Positiv überraschte am Freitag unter anderem die UBS, deren Aktien sich in Zürich dank eines Milliardengewinns um 2,1 Prozent verteuerten. Das Geschäft der Royal Bank of Scotland (RBS) entwickelte zum Jahresauftakt ebenfalls besser als erwartet. RBS-Titel stiegen um 4,7 Prozent auf 265,4 Pence und waren damit Spitzenreiter im Londoner Auswahlindex FTSE.

Im Dax waren Linde mit einem Kursplus von 2,3 Prozent Top-Favoriten. Der Industriegasekonzern steigerte das operative Ergebnis um drei Prozent auf gut eine Milliarden Euro und übertraf damit die Markterwartungen leicht.

Zudem bestätigte die Deutsche Bank Citigroup-Manager James von Moltke als neuen Finanzvorstand. Moltke, bislang auf einem Top-Posten in der Finanzabteilung des US-Instituts, werde im Juli nach Frankfurt kommen, verkündete die Deutsche Bank am Freitag. Damit bestätigten sich Informationen des Handelsblatts. Trotzdem gehörte die Aktie der Bank mit Verlust von 1,3 Prozent zu den größten Verlierern.

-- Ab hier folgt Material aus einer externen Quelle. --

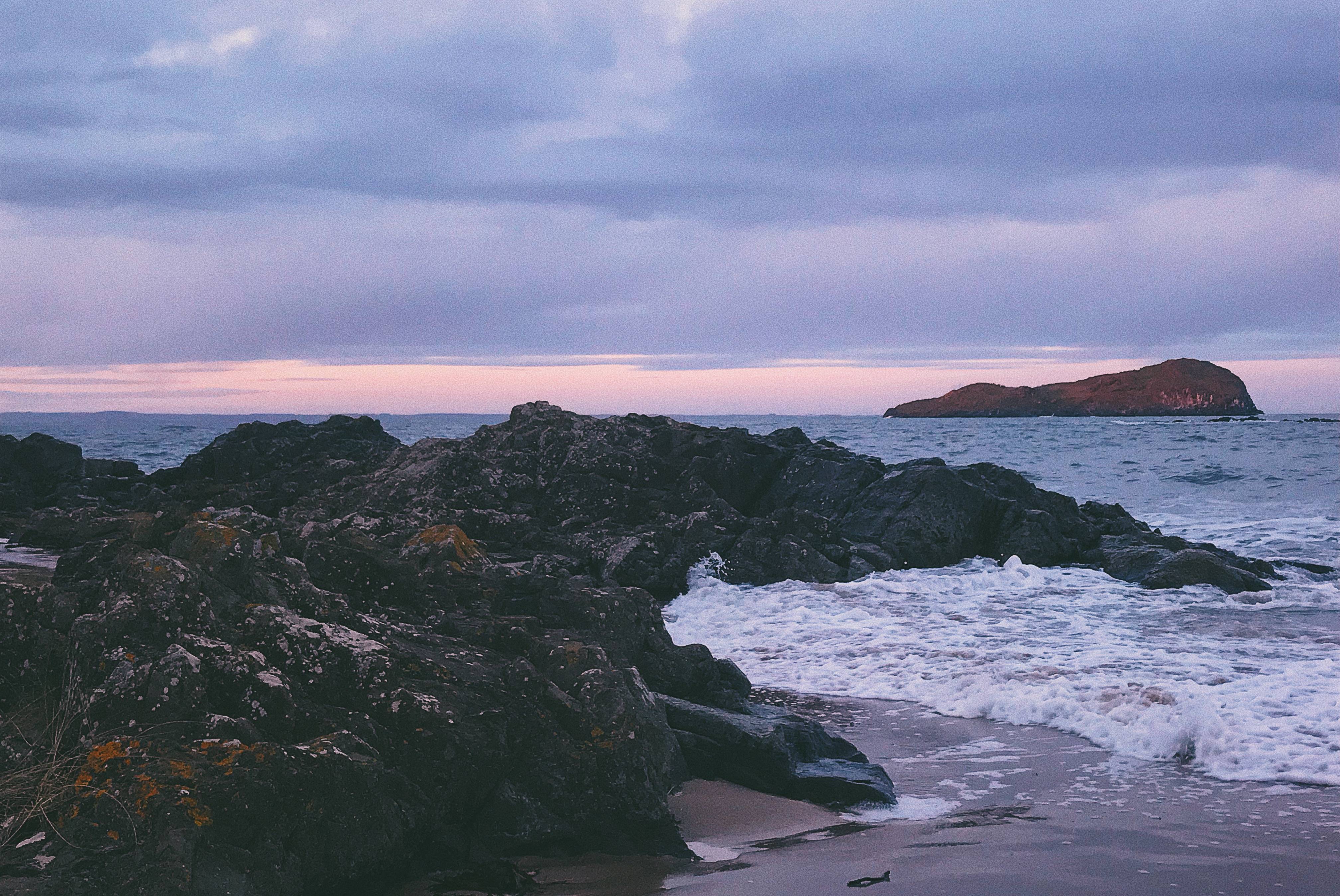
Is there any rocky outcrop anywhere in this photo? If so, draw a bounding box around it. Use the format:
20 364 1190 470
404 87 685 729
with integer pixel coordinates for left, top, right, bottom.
884 358 1261 416
0 402 1273 896
661 697 895 809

Amazon, Microsoft und die Google-Mutter Alphabet überzeugten Investoren dagegen mit ihren Geschäftszahlen. Den beiden ersteren verhalf vor allem ein starkes Cloud-Geschäft zu überraschend starken Gewinn-Zuwächsen. Letztere profitierten vom boomenden Werbegeschäft auf Smartphones und Tablets. Die Aktien der drei Nasdaq-Schwergewichte waren mit 949,59 Dollar, 69,14 Dollar und 916,85 Dollar jeweils so teuer wie nie zuvor.